The last three days of our stay at Maple Grove were rain outs. No grilling dinner outside. Our usual routine is to cook outside when at all possible. On our last night I had run out of ideas for menus that could be cooked on the stove-top. We decided to go into town and eat at the Country Pantry. One of my favorite parts of this trip is visiting mom-and-pop establishments that embody the American entrepreneurial spirit. This restaurant was a great example of that. It was owned by a couple from Bosnia who had immigrated to the United States. Upon arriving, they first landed jobs washing dishes and doing other odd jobs. They briefly moved to Florida but returned to Vermont because they liked it better. (I’m guessing the weather and terrain in Vermont more closely resemble their homeland than does Florida). With help from a mentor who was also in the restaurant business, they opened their restaurant in Fairfax and found success. The charming restaurant was meticulously clean, the service was attentive, and the food was fresh and delicious. I had salmon and Mike had bacon wrapped meatloaf. He even splurged and ordered bread pudding with maple syrup and vanilla ice cream for dessert. It was obvious that everything was made from scratch with fresh ingredients. By the time we finished our dinner, the sun was trying to make a brief appearance through breaks in the clouds before it set. It was a perfect ending to a wonderful 10-day stay in the northwestern corner of the Green Mountain State.
The next morning we packed up early in an attempt to get away before the forecasted rain started up again.

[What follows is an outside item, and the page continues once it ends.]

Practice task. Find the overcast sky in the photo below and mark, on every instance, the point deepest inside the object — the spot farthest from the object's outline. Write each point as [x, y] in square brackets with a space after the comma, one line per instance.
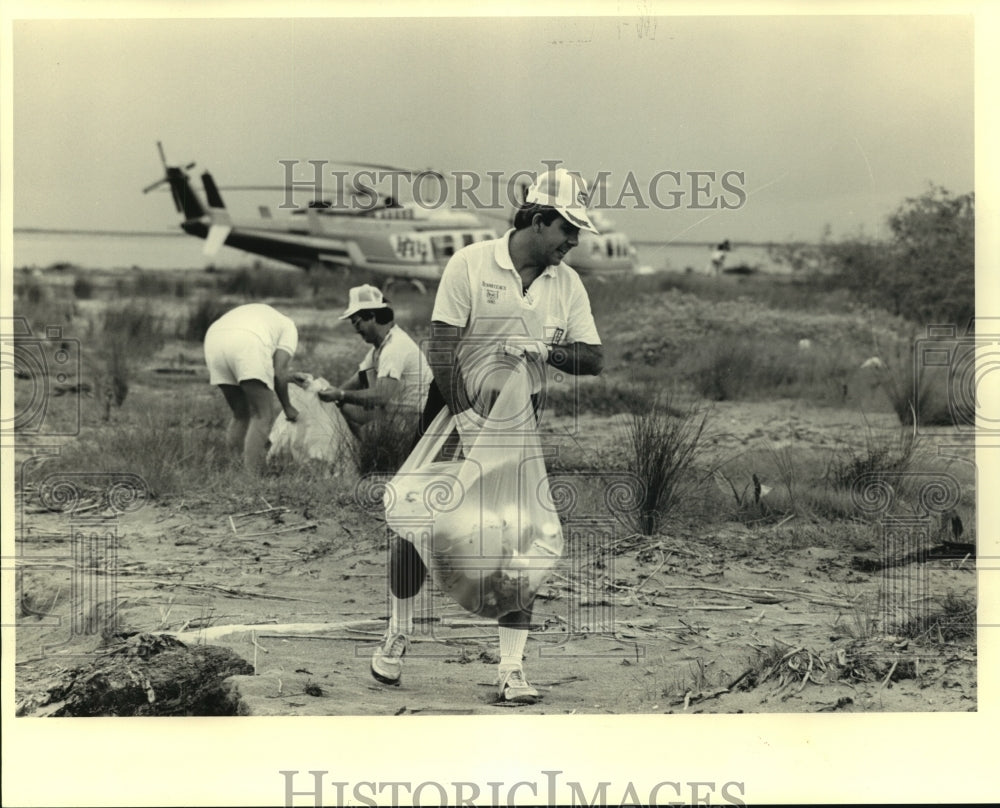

After bidding farewell to our wonderful neighbors, we pulled out of Maple Grove and drove east through Vermont and most of New Hampshire. Our next campground was located near the border of New Hampshire and Maine. Although our trek was only 116 miles, we knew it would take us about 3.5 hours to make the drive through the mountains. If we could make the trip on dry roads, the experience was guaranteed to be much less stressful.